Sequence with isometrics for each exercise, using the corresponding height for it. This is smart , scientific training , and it’s perfect for developing real strength as well as encouraging hypertrophy.
2 5 Moves to a Hunter Labrada’s Powerful Breastplate
Now it is Hunter Labrada’s turn to blow his chest.
This time, we are focusing on five specific moves that will start with free weights and then reach the machines.
Start with the warm up. Be sure to train the rotator cuffs to prevent injury to the site.
We’ll start with the dumbbell incline bench press. Hunter recommends doing 3 sets of 12 reps. This should focus on good technique and you will stop after 10-12 reps to avoid injury and because that is a good number to encourage muscle development.
Next comes the slanted dumbbell crucifix. Using dumbbells again allows us to stay in the same position for maximum training efficiency – no time is wasted looking for other equipment. Again the goal is to do 12 reps and this should take you to failure comfortably. The slight inclination takes the strain off the shoulders and holds it firmly in the chest.
Then it was time for the bench press to fail – using a 3 series smith machine. Again, let’s avoid injury here and keep everything clean with great technique. Hunter takes us from the free weights to the machine as at this point you will see that your stabilizing muscles will sag. By isolating the pectoral halfway, you prevent this from becoming a limiting factor during the routine.
Your goal is to keep the pump and time under tension. So do not lock completely at the top and take a good stretch at the bottom.
Now let’s make a superseries that combines a peck deck fly (2 x 15) with a dumbbell pullover (2 x 15). This allows us to add even more pump to the chest using another machine, but we will stop just before the failure. And finally, the pullover will help to lengthen the chest.
Like both other workouts mentioned, Rob also includes a warm up. During the dumbbell bench press, he explains that he uses warm-up sets for the first two, and then starts for the workouts.
This is not Rob’s normal training, but what he uses to innovate and mix things up at the gym. That’s why he puts so much emphasis on trying different types of surveys, different angles, and more. Although he usually focuses on the upper chest area, for example, he chose to include the declined bench press this time just to force the muscles to work differently and prevent himself from reaching a plateau. Similarly, choosing a dumbbell bench press rather than a barbell is a great way to ensure greater symmetry between the chest regions, since your muscles cannot cheat and allow one area to work harder than the other. It also demonstrates how maintaining variety helps prevent other problems.
And there are three incredibly powerful and effective chest workouts, all completely different. Just looking at the different approaches used by the first two is enough to really draw attention to how many options are available to you, even when training the same body part. While Jason used variations in rhythm and static contraction to increase the mind-muscle connection, Hunter focused on staying safe and switching to chest isolation machines as the supporting muscles failed.

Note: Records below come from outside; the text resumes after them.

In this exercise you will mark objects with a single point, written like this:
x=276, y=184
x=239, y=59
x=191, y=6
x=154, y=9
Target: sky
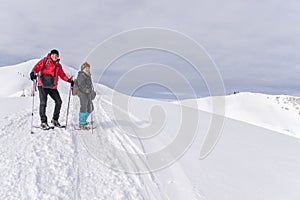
x=254, y=44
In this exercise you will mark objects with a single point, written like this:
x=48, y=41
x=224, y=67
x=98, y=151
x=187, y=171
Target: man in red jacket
x=49, y=70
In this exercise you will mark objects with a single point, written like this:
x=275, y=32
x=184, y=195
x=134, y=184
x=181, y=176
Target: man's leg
x=54, y=94
x=43, y=93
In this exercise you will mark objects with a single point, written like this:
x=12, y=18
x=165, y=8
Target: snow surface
x=256, y=157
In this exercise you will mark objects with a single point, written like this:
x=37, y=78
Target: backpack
x=75, y=88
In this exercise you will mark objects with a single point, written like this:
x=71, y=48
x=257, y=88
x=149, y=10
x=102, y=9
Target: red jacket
x=49, y=70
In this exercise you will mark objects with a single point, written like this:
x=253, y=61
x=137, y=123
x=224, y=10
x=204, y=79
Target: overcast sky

And then we have Rob Riches. In his training, the focus was on attacking the breastplate from many different angles to not only ensure a balanced physique, but also to maintain the newness and keep challenging the muscles. He talks about the importance of varying your routines and using different techniques to continue encouraging development and avoiding falling into a simple pattern.
But one thing they all have in common is the amount of attention to detail they all show. These highly successful bodybuilders all demonstrate a clear understanding of their training and the science behind the development they are trying to encourage.
There is much to learn from all this. First, try these three workouts and see what works for you. You may end up discovering something new that provides a real challenge. And in the meantime, think about how these routines were developed and how you can apply the same level of reason and science to your own routines.
And be sure to innovate and train with different techniques and moves! There are a lot more videos like these on the internet, so you’ll have no trouble finding inspiration.